Again, Appeals Court dumps Trump travel ban
A second lethal blow was struck Thursday at the controversial travel ban imposed by President Donald Trump on citizens of seven Islamic nations.
In a much anticipated verdict, a U.S. federal appeals court on Thursday unanimously upheld the temporary suspension of President Donald Trump’s order.
The 9th U.S. Circuit Court of Appeals ruling came in a challenge to Trump’s order filed by the states of Washington and Minnesota. The U.S. Supreme Court will likely determine the case’s final outcome.
The White House said it has no immediate comment.
But President Trump had one on his Twitter platform, where he wrote:
SEE YOU IN COURT, THE SECURITY OF OUR NATION IS AT STAKE!

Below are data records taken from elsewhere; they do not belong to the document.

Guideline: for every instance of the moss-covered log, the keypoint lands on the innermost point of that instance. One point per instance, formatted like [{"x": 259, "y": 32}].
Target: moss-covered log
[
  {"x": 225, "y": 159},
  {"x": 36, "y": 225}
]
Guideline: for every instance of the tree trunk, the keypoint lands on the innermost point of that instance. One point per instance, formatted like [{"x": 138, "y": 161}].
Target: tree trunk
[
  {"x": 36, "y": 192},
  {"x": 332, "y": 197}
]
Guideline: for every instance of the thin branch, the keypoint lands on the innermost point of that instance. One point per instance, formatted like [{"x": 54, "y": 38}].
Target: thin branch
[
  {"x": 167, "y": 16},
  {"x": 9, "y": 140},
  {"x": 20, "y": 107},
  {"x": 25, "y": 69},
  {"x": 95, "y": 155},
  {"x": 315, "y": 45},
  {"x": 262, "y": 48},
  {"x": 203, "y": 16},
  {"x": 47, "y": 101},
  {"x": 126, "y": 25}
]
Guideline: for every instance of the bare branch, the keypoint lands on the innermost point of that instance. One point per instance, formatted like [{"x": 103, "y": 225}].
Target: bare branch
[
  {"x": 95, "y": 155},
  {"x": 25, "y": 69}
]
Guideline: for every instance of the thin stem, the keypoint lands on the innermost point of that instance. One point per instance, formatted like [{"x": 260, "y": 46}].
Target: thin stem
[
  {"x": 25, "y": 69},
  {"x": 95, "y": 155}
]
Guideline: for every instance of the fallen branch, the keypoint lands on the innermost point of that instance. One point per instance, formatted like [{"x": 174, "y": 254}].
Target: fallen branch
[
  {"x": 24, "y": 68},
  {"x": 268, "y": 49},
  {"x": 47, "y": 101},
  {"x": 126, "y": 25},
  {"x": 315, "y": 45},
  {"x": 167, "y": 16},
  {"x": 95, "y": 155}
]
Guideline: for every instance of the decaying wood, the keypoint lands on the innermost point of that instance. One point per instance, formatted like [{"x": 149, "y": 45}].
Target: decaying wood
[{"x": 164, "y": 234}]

Trump’s Jan. 27 executive order barred entry for citizens from Iran, Iraq, Libya, Somalia, Sudan, Syria and Yemen for 90 days and imposed a 120-day halt on all refugees, except refugees from Syria who are barred indefinitely.
The other was first binned by Judge James Robart of the Federal court in Seattle, state of Washington.
According to Reuters, the ruling does not resolve the lawsuit, but relates instead to whether Trump’s order should be suspended while litigation proceeds.
Two members of the three-judge panel were appointed by former Democratic Presidents Jimmy Carter and Barack Obama, and one was appointed by former Republican President George W. Bush.
The government could ask the entire 9th Circuit court to review the decision “en banc” or appeal directly to the U.S. Supreme Court.
The three judges said the states had shown that even temporary reinstatement of the ban would cause harm.
In the ruling, they said they acknowledged the competing public interests of national security and free flow of travel but that the U.S. government had not offered “any evidence” of national security concerns to justify banning the seven countries.
They added that the government did not show evidence that any person from the affected countries had perpetrated a terrorist attack in the United States.
Their ruling also said it was unlikely the White House’s counsel had authority to amend a presidential executive order and that the government did not show how the order could be administered in parts.
Curbing entry to the United States as a national security measure was a central premise of Trump’s 2016 presidential campaign, originally proposed as a temporary ban on all Muslims. He has voiced frustration at the legal challenge to his order.
U.S. presidents have in the past claimed sweeping powers to fight terrorism, but individuals, states and civil rights groups challenging the ban said his administration had offered no evidence it answered a threat.